How do I implement a real “Stop generating” button that actually cancels a streaming response?
AI Chat UI Toolkits

How do I implement a real “Stop generating” button that actually cancels a streaming response?

8 min read

Most AI chat UIs fake the “Stop generating” button by just hiding the rest of the text, while the model continues streaming on the server. That wastes tokens, delays the next request, and can cause race conditions in your state. A real stop-generating button must cancel the streaming response at the transport level and cleanly update your client and server state.

This guide walks through how to implement a true stop-generating button that actually cancels a streaming response, with patterns that work well in React, with Assistant UI, and with typical LLM backends.

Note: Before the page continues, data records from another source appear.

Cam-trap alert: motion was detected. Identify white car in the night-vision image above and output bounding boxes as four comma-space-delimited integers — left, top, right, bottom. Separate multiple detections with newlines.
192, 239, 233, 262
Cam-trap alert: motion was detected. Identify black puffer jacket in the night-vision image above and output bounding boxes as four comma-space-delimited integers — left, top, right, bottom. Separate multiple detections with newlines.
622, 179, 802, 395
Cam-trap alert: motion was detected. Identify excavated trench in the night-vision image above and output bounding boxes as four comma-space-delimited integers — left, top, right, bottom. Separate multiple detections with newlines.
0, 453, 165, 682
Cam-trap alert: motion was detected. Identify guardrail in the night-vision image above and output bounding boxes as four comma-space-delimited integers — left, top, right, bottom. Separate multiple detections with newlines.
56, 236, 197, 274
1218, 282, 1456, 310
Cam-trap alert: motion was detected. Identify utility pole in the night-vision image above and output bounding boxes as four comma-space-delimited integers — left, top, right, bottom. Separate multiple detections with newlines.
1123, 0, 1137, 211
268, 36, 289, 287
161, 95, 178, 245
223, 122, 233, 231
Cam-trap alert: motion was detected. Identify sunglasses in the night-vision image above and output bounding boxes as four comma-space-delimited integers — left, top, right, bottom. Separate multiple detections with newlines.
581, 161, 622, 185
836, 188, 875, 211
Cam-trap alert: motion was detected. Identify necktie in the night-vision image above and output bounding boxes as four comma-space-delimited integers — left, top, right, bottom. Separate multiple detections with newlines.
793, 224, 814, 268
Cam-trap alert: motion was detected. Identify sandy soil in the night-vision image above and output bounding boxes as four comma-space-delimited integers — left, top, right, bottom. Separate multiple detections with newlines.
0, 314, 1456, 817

What “Stop generating” should actually do

A real stop-generating button should:

  1. Abort the network request

    • Cancel the HTTP fetch / SSE / WebSocket stream.
    • Signal the LLM provider to stop generating more tokens.
  2. Update UI state

    • Immediately set isStreaming = false.
    • Unlock input so the user can send a new message.
    • Optionally keep the partial completion or discard it.
  3. Reset any streaming resources

    • Clear intervals, readers, or streaming loops.
    • Avoid memory leaks and double-streaming.
  4. Avoid conflicting responses

    • Ensure the stale in-flight request doesn’t write to your state after you’ve stopped it.

Core mechanics: AbortController

The most robust way to implement a stop-generating button for HTTP/SSE streaming is AbortController.

Basic pattern

  1. Create an AbortController when you start streaming.
  2. Pass signal: controller.signal into your fetch (or compatible client).
  3. When the user presses “Stop generating”, call controller.abort().
  4. Catch the abort error and treat it as a clean stop.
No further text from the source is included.